Moderate volumes of aerobic exercise training yield important health benefits. Previous studies showed that only 15 minutes a day of moderate-intensity exercise can lower the risk of premature mortality from cardiovascular disease. Research on the health benefits of exercise is usually based on endurance training, such as running and cycling. Resistance exercise, or weight training was already known to reduce the risk of type 2 diabetes or to improve bone health, but nothing was known about its effects on the development of metabolic syndrome.
Radboudumc researchers are now collaborating with British, Spanish and American colleagues to study the effects of resistance exercise in 7,418 middle-aged men and women aged who underwent preventive examinations. in a hospital in the United States between 1987 and 2006. At the beginning of the study, all participants were healthy without metabolic syndrome. The researchers looked at the onset of metabolic syndrome.
An hour per week at the gym
During the study, 15 percent of the participants developed metabolic syndrome. Participants who complied with resistance exercise guidelines (two or more sessions per week) had a 17 percent lower risk of developing metabolic syndrome. Resistance exercise for even less than one hour per week was associated with a 29 percent lower risk. The analysis did account for influence of other healthy behaviors, such as smoking and regular endurance training.

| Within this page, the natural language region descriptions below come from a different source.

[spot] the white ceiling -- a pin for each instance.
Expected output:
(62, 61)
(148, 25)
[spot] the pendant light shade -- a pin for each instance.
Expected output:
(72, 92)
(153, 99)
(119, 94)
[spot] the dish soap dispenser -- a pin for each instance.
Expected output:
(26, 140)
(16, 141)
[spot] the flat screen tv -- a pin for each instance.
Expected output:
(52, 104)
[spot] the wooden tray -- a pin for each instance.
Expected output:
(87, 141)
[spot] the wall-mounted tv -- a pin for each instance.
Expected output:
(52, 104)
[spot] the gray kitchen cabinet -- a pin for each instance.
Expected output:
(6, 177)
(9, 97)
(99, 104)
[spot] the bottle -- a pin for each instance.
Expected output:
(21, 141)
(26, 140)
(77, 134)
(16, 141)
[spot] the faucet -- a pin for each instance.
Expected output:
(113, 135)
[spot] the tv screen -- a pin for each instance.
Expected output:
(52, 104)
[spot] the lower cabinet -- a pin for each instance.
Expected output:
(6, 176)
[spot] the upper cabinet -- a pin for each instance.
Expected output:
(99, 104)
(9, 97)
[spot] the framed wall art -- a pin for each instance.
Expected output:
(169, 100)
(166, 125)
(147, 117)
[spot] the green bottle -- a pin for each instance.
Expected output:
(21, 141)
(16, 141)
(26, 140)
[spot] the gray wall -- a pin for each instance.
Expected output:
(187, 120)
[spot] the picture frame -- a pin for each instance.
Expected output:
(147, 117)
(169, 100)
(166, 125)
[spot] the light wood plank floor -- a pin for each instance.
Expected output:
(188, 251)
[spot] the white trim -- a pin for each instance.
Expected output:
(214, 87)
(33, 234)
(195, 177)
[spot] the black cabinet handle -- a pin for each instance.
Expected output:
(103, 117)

More intensive resistance exercise training was not associated with any additional health benefits. It also made little difference if people did resistance exercise only on weekends or spread throughout the week. Doing both resistance and aerobic exercises provided the greatest benefits as the best exercise modality for the prevention of metabolic syndrome.
"Few studies have reported on the health effects of resistance exercise, and this is the first such study concerning metabolic syndrome," stated Esmée Bakker, the lead author of the study. "Our results indicate that a modest amount of resistance exercise, such as two 30-minute sessions per week, has the most beneficial effect. These findings should be included in the standard medical recommendations for preventing metabolic syndrome and future cardiovascular disease."